Written by Michael Larabel in Operating Systems on 7 October 2012 at 07:52 AM EDT. Page 1 of 5. 29 Comments.

While LLVMpipe may be a different story, when using hardware-accelerated graphics drivers with the recently released Unity 6.8 desktop, the performance doesn't change much. For at least one driver, there's even a new OpenGL performance regression under certain workloads. Here's some test results of Unity 6.6 vs. Unity 6.8 on the Radeon and Nouveau drivers.

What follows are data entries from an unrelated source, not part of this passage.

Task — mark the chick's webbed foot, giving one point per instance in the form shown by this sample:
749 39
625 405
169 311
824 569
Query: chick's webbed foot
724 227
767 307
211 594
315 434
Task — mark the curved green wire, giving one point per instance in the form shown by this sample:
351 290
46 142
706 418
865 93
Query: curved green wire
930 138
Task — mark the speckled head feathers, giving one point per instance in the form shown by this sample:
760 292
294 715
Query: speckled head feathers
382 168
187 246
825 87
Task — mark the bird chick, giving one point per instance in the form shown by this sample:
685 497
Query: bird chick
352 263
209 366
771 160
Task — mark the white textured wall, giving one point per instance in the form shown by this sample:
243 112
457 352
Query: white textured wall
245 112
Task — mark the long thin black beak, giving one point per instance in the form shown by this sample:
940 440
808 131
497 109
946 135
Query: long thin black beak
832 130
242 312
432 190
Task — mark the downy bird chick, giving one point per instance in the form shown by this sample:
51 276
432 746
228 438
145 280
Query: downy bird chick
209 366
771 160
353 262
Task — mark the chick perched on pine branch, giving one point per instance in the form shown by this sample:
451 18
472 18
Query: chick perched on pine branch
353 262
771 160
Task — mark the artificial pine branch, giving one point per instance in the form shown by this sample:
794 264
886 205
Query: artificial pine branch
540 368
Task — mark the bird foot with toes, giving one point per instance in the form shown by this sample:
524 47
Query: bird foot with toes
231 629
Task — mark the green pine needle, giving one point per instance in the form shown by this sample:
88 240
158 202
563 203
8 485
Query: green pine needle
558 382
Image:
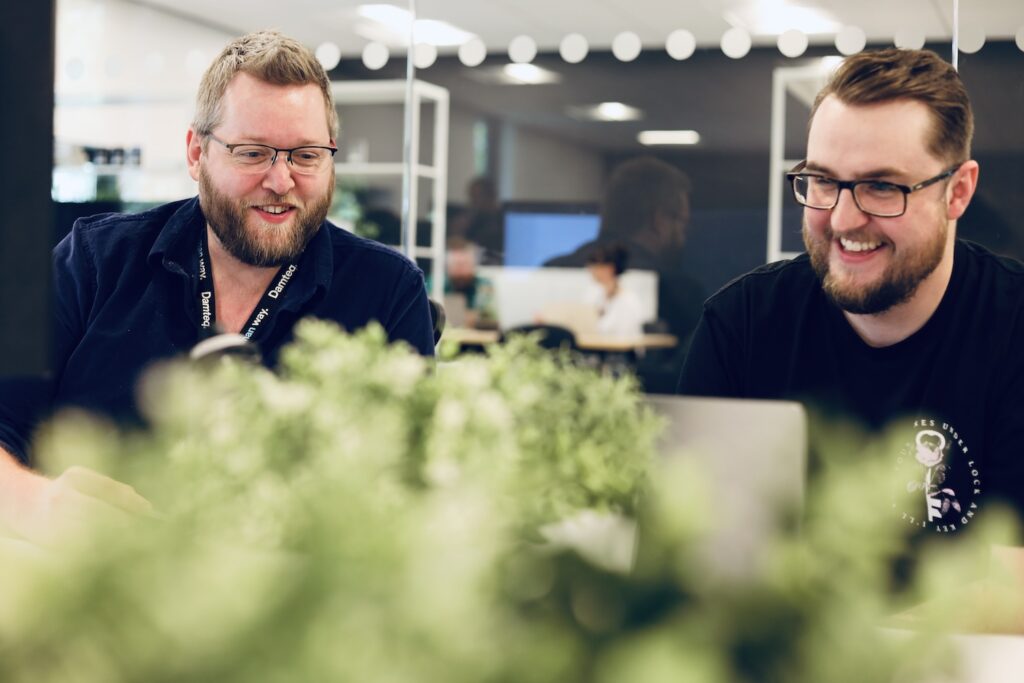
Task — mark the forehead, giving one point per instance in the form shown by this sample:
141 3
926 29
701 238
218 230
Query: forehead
850 139
262 112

On two distinctly different systems, the Unity 6.6 and 6.8 releases were compared since Unity 6.8 is advertised as offering performance fixes. Most of the performance work was for improving the Ubuntu desktop's performance when running atop Gallium3D LLVMpipe, a.k.a. the software-accelerated fallback when no actual hardware graphics processor / driver is available. Unity 6.8 is said to be more usable this way. With the various graphics performance problems attributed to the Unity desktop and its Compiz compositing window manager, this 6.8 release was quickly benchmarked at Phoronix.

Unity 6.8 Ubuntu Desktop Performance

The first system was an Intel-based desktop with a Radeon HD 4650 graphics driver running Ubuntu 12.10 snapshot while with the mainline Linux 3.6 kernel, Mesa 9.0-devel, X.Org Server 1.13, and an xf86-video-ati Git snapshot from master. Swap buffers wait was disabled during testing on this system.